A recent new paper, BLE-Based Indoor Localization: Analysis of Some Solutions for Performance Improvement, focuses on improving the performance of indoor localisation using an anchor-based system based on Bluetooth Low Energy (BLE) 5.0 technology, specifically employing the Received Signal Strength Indicator (RSSI) for distance estimation. Different solutions to enhance this localisation technology’s performance are explored, with an emphasis on combining various approaches to identify the most effective one. These solutions include different RSSI signal conditioning, anchor–tag distance estimation techniques and methods for estimating the unknown tag position.

An experimental analysis was conducted in a complex indoor environment, marked by the continuous movement of working staff and numerous obstacles. The results showed that the exploitation of multichannel transmission, using RSSI signal aggregation techniques, significantly improved the localisation system’s performance, reducing the positioning error from 1.5 meters to about 1 meter.

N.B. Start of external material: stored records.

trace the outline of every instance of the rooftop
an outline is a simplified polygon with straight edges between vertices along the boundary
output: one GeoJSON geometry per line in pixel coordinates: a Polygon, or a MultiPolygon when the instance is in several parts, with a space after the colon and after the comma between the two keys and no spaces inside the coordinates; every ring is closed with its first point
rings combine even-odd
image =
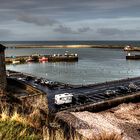
{"type": "Polygon", "coordinates": [[[3,52],[5,50],[5,46],[3,46],[2,44],[0,44],[0,52],[3,52]]]}

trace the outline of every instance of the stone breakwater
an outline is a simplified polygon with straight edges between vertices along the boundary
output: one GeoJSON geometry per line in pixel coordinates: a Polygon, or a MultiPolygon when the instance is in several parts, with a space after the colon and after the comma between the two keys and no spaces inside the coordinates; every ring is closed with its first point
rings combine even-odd
{"type": "Polygon", "coordinates": [[[118,48],[123,49],[125,45],[15,45],[14,48],[118,48]]]}
{"type": "Polygon", "coordinates": [[[78,61],[77,54],[70,55],[34,55],[34,56],[17,56],[6,57],[6,64],[22,64],[27,62],[76,62],[78,61]]]}

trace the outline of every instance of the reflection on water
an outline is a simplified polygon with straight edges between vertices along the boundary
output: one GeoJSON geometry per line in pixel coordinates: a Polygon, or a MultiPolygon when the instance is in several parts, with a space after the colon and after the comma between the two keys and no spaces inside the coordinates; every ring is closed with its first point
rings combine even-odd
{"type": "Polygon", "coordinates": [[[116,80],[126,77],[140,76],[140,61],[128,61],[125,52],[119,49],[12,49],[6,55],[63,54],[66,50],[78,53],[78,62],[59,63],[28,63],[22,65],[8,65],[7,69],[31,73],[39,77],[46,77],[54,81],[71,84],[90,84],[116,80]]]}

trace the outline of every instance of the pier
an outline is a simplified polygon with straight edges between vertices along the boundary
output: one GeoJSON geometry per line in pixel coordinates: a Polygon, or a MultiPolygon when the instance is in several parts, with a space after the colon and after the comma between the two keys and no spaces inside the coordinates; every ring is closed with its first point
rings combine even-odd
{"type": "Polygon", "coordinates": [[[28,62],[77,62],[77,54],[53,54],[53,55],[40,55],[35,54],[31,56],[12,56],[6,57],[6,64],[22,64],[28,62]]]}
{"type": "Polygon", "coordinates": [[[49,111],[53,113],[65,110],[101,111],[124,102],[136,102],[140,99],[140,77],[82,86],[50,82],[48,79],[37,78],[20,72],[7,71],[7,73],[8,79],[30,85],[45,93],[48,99],[49,111]],[[42,83],[44,80],[47,84],[42,83]],[[129,90],[128,85],[130,83],[134,83],[137,86],[137,90],[129,90]],[[117,91],[121,88],[122,90],[117,91]],[[109,90],[117,92],[107,94],[109,90]],[[72,103],[57,106],[54,102],[54,96],[62,93],[72,93],[72,103]]]}

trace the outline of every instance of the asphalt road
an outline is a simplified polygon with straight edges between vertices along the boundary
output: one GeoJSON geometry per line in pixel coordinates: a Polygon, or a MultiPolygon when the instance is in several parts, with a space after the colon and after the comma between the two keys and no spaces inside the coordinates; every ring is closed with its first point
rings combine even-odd
{"type": "MultiPolygon", "coordinates": [[[[10,78],[19,80],[20,82],[24,82],[26,84],[29,84],[42,92],[46,93],[47,98],[48,98],[48,103],[49,103],[49,108],[51,110],[61,110],[67,109],[69,105],[62,105],[59,107],[56,107],[54,104],[54,96],[56,94],[62,94],[62,93],[72,93],[73,96],[77,99],[79,95],[84,95],[85,98],[88,98],[88,103],[93,103],[93,102],[100,102],[102,100],[107,100],[111,98],[115,98],[116,96],[125,96],[126,94],[134,94],[134,93],[116,93],[115,96],[106,96],[105,92],[106,90],[116,90],[117,87],[119,86],[128,86],[131,82],[135,83],[138,87],[140,87],[140,77],[136,78],[127,78],[127,79],[122,79],[122,80],[116,80],[112,82],[105,82],[105,83],[99,83],[99,84],[93,84],[93,85],[86,85],[86,86],[72,86],[72,85],[65,85],[64,83],[59,83],[58,86],[55,86],[53,88],[49,88],[46,85],[41,85],[35,83],[35,79],[37,77],[34,77],[33,80],[27,81],[23,80],[22,78],[26,77],[26,75],[21,74],[21,75],[13,75],[10,76],[10,78]]],[[[44,79],[46,80],[46,79],[44,79]]],[[[86,102],[87,103],[87,102],[86,102]]],[[[84,102],[84,104],[86,104],[84,102]]],[[[81,104],[80,102],[77,102],[75,104],[71,104],[71,107],[74,107],[76,105],[81,104]]]]}

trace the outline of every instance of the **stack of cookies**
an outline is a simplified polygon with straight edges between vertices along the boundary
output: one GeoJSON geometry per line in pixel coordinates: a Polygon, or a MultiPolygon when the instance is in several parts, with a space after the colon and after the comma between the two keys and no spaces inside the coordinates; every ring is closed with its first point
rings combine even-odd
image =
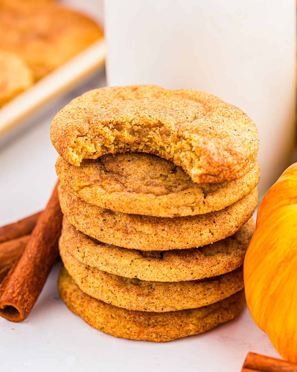
{"type": "Polygon", "coordinates": [[[210,94],[105,88],[51,128],[65,217],[61,298],[116,337],[165,341],[230,320],[260,176],[255,125],[210,94]]]}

Other solutions, such as RSSI signal filtering, distance estimation with an empirical propagation model or Machine Learning (ML), numerical optimisation and ML models for estimating the tag’s unknown position, also impacted performance but to a lesser extent. These solutions resulted in either a decrease or an increase in positioning errors, depending on the specific combination of solutions adopted.

The study’s findings suggest that the use of multichannel transmission and the combination of RSSI signals from different transmission channels are crucial for achieving optimal performance. This approach leverages the full potential of BLE 5.0 technology and is the most significant factor in reducing positioning errors. The paper concludes that the results can guide designers in choosing appropriate solutions based on the desired accuracy of the localisation system. However, it’s noted that the results are specific to the tested conditions and may vary under different operating scenarios.